Gericht: Bundesfinanzhof
Beschluss verkündet am 28.07.1999
Aktenzeichen: V B 31/98
Rechtsgebiete: UStG 1991, FGO, AO 1977, BFHEntlG


Vorschriften:

UStG 1991 § 4 Nr. 16 Buchst. e
FGO § 115 Abs. 2 Nr. 1
FGO § 115 Abs. 3 Satz 3
FGO § 115 Abs. 2 Nr. 2
FGO § 115 Abs. 2 Nr. 3
AO 1977 § 227
BFHEntlG Art. 1 Nr. 6
Diese Entscheidung enthält keinen zur Veröffentlichung bestimmten Leitsatz.
Gründe

I. Die Klägerin und Beschwerdeführerin (Klägerin) betreibt seit 1984 eine ambulante Seniorenbetreuung. Für die mit dem Betrieb solcher Einrichtungen verbundenen Umsätze wurde zum 1. Januar 1992 durch § 4 Nr. 16 Buchst. e des Umsatzsteuergesetzes 1991 (UStG) eine Steuerbefreiung eingeführt. 1994 beantragte die Klägerin den Erlaß der für die Jahre 1984 bis 1991 festgesetzten Umsatzsteuer, der Zinsen zur Umsatzsteuer 1989 bis 1991 und der Verspätungszuschläge zur Umsatzsteuer 1988 bis 1991. Antrag und Einspruch hatten keinen Erfolg.

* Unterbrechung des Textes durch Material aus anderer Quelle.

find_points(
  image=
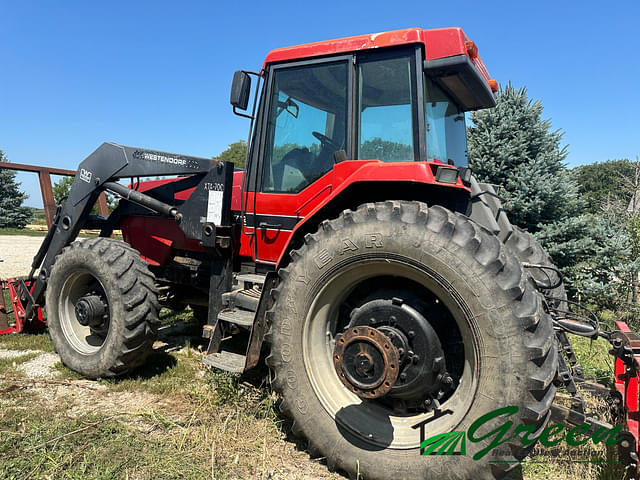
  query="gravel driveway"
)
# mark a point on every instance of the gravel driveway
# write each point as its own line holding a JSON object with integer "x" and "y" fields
{"x": 17, "y": 251}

Das Finanzgericht (FG) wies die anschließende Klage ab. Es beurteilte die Ermessensausübung des Beklagten und Beschwerdegegners (Finanzamt --FA--) bei Ablehnung des Erlasses sowohl aus sachlichen als auch aus persönlichen Billigkeitsgründen als frei von Rechtsfehlern.

Mit der Beschwerde beantragt die Klägerin Zulassung der Revision wegen grundsätzlicher Bedeutung, Abweichung des FG-Urteils von Entscheidungen des Bundesfinanzhofs (BFH) und Verfahrensmängeln.

Das FA tritt der Beschwerde entgegen.

II. Die Beschwerde hat keinen Erfolg.

1. Zulassung der Revision wegen grundsätzlicher Bedeutung der Rechtssache (§ 115 Abs. 2 Nr. 1 der Finanzgerichtsordnung --FGO--) kommt nicht in Betracht.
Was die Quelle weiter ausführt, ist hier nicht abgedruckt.